Em meio a uma crescente onda de intolerância religiosa, um terreiro de candomblé em Aracaju, o Ìlé Àṣé Ìyá Ọṣún, precisou da ajuda urgente de sua comunidade. O local foi invadido há quase dois meses, resultando na depredação do espaço e no furto de eletrodomésticos como geladeira, fogão e máquina de costura, além da profanação de itens sagrados. Esses episódios destacam uma realidade preocupante de racismo religioso, que se estende por várias regiões do Brasil.
Uma situação recente, ocorrida em São Paulo, chamou a atenção quando um simples desenho infantil da orixá Iansã gerou uma resposta armada de policiais, após um pai ter expressado descontentamento com a atividade escolar. Esse cenário revela um preconceito que vai além da intolerância e chama atenção para a necessidade de discutir a questão do racismo religioso no país.
Como o racismo religioso é vivenciado nas comunidades afro-brasileiras?
De acordo com a pesquisa "Respeite o meu terreiro" realizada em 2025, mais de 80% dos terreiros consultados relataram ter sido vítimas de racismo religioso. Entre as agressões mais comuns estão ofensas verbais, xingamentos, ataques diretos e abordagens policiais discriminatórias. Esses incidentes, frequentemente, ocorrem ao menos uma vez a cada dois anos.
Quais são os desafios enfrentados pelos terreiros de candomblé?
A pesquisa indicou que 76% das casas religiosas sofreram algum tipo de violência, sendo que 74% foram alvo de ameaças, depredações ou destruições em razão do racismo religioso, similar ao que ocorreu com o terreiro em Aracaju. As agressões não se restringem ao mundo físico; mais da metade das lideranças religiosas relataram experiências de assédio online.

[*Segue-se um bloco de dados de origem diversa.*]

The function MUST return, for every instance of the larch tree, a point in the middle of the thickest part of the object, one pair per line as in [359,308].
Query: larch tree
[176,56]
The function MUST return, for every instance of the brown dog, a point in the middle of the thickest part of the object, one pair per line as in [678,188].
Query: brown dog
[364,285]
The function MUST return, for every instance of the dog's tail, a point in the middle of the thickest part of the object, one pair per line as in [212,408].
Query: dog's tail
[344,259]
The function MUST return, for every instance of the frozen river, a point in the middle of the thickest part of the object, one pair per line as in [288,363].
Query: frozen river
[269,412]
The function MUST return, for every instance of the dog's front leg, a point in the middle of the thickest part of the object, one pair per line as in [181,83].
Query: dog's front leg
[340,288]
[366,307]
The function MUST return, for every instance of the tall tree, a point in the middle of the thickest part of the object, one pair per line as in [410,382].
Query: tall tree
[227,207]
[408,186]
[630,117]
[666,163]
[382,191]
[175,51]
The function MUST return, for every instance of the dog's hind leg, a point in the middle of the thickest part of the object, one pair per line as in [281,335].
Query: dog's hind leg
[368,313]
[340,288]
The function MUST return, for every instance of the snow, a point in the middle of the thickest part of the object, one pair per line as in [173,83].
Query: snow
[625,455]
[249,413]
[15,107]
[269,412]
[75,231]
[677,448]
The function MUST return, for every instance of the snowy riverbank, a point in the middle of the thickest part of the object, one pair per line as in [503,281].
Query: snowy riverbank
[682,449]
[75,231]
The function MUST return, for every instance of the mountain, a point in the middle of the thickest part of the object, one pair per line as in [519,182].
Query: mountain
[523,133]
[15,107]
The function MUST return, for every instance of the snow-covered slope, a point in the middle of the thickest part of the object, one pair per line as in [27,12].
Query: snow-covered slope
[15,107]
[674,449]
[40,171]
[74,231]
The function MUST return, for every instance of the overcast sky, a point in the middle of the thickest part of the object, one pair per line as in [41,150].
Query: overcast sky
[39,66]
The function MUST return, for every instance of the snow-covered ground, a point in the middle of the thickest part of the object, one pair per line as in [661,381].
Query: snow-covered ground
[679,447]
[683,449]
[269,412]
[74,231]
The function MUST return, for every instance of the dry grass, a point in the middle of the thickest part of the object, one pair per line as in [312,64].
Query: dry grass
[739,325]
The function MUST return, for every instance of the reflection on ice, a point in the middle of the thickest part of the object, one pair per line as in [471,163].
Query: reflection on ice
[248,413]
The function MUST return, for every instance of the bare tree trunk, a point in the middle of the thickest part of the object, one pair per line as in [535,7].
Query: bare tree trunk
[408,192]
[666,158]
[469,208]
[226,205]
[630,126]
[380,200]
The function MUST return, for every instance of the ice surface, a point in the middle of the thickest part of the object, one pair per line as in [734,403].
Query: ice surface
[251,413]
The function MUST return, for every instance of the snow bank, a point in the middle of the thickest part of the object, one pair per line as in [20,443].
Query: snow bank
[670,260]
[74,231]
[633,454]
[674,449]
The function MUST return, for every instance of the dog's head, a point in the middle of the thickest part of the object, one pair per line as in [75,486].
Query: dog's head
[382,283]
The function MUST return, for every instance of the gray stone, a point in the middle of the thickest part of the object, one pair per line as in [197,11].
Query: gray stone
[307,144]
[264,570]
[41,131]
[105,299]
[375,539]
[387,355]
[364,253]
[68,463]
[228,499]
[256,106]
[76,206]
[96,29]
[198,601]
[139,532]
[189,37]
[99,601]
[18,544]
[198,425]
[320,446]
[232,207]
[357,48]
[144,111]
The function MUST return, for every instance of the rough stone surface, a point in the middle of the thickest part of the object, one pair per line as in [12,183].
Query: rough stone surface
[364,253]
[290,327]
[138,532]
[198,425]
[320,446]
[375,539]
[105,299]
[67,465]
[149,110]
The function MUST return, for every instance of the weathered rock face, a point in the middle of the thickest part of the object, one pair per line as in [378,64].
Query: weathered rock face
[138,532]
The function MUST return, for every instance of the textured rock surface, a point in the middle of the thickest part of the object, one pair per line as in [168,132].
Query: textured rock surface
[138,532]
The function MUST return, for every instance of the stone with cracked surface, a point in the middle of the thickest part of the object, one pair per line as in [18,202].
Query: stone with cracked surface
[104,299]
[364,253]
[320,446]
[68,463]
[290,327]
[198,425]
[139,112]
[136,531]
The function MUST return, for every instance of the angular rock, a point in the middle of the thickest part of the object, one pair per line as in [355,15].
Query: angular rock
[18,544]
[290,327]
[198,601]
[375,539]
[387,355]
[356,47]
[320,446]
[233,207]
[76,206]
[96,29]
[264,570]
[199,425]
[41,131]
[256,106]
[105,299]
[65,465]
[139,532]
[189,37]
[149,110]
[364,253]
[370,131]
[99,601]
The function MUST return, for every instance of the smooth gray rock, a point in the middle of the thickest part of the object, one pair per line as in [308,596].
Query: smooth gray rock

Por que é importante denunciar casos de racismo religioso?
Apesar da seriedade dos ataques, uma pequena parcela das vítimas consegue recorrer à polícia. Menos de 30% registraram um boletim de ocorrência. A denúncia é uma ferramenta essencial na luta contra o racismo religioso, servindo como base para exigir providências e proteger as comunidades afetadas.
Quais são as sugestões para enfrentar o racismo religioso?
Em declaração aos pesquisadores, Mãe Nilce, que supervisionou a pesquisa, destacou a necessidade de políticas públicas eficazes e uma maior conscientização social. "Somente a partir do respeito pelos modos destas comunidades haverá garantia de direitos", concluíram os pesquisadores.
Qual é o papel da legislação brasileira no combate ao racismo religioso?
No Brasil, o racismo religioso é considerado crime, prevendo penas que variam de dois a cinco anos de prisão ou multas. Em situações de emergência, a Polícia Militar pode ser acionada pelo número 190, e denúncias anônimas podem ser feitas pelo Disque 100, uma linha direta do governo para relatar violações de direitos humanos.